I really enjoyed the main story, but didn't love the story told through the footnotes.
I did end up reading it at a great time, though. It was the first book I read after finishing college, and I had just completed a film studies degree. It felt fitting that -- after all the film essays I had to read during college -- the first thing I read was a fiction book written like a film essay.
i tried to read it once and gave up. i think i appreciate it more for its uniqueness and the actual physical design of the book which is all weird and fucked up
You should really give it a chance again, it takes a trooper to get to the good shit.

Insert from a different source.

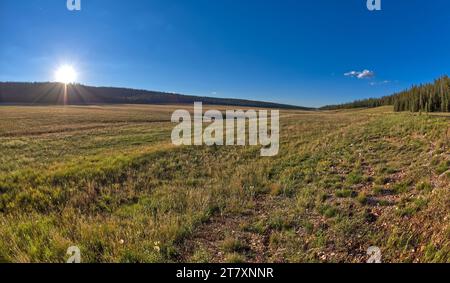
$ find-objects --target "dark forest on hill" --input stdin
[0,82,309,110]
[322,76,450,112]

you actually finished it? damn. whats some of the good stuff about it? it's a beast of a book if i remember right
I finished it like a decade ago so bare with me while I try to conjure up shit from my high school English class.
spoiler
I really liked how it simulated someone going insane on two different fronts, both on the narrators end and on the "official story" end. The font fuckery especially complimented Truant and his counterpart just getting increasingly more paranoid as the walls figuratively and literally cave in on them in some cases. There's a section about a minotaur stalking the main characters that really set me off at parts. Basically, I really liked how the author blurred the lines between the "official reality" of Johnny Truant and this crazy old man that had this chest full of out of order manuscripts.
I started reading it like a week ago and got through around 150 pages. All those stories about a dude having like a billion of one night stands are kinda obnoxious. Are those parts supposed to be parody? Are they setting up something? Does it get better?
I honestly dont remember that part, but its supposed to be setting up an unreliable narrator. Stick with it, it gets better.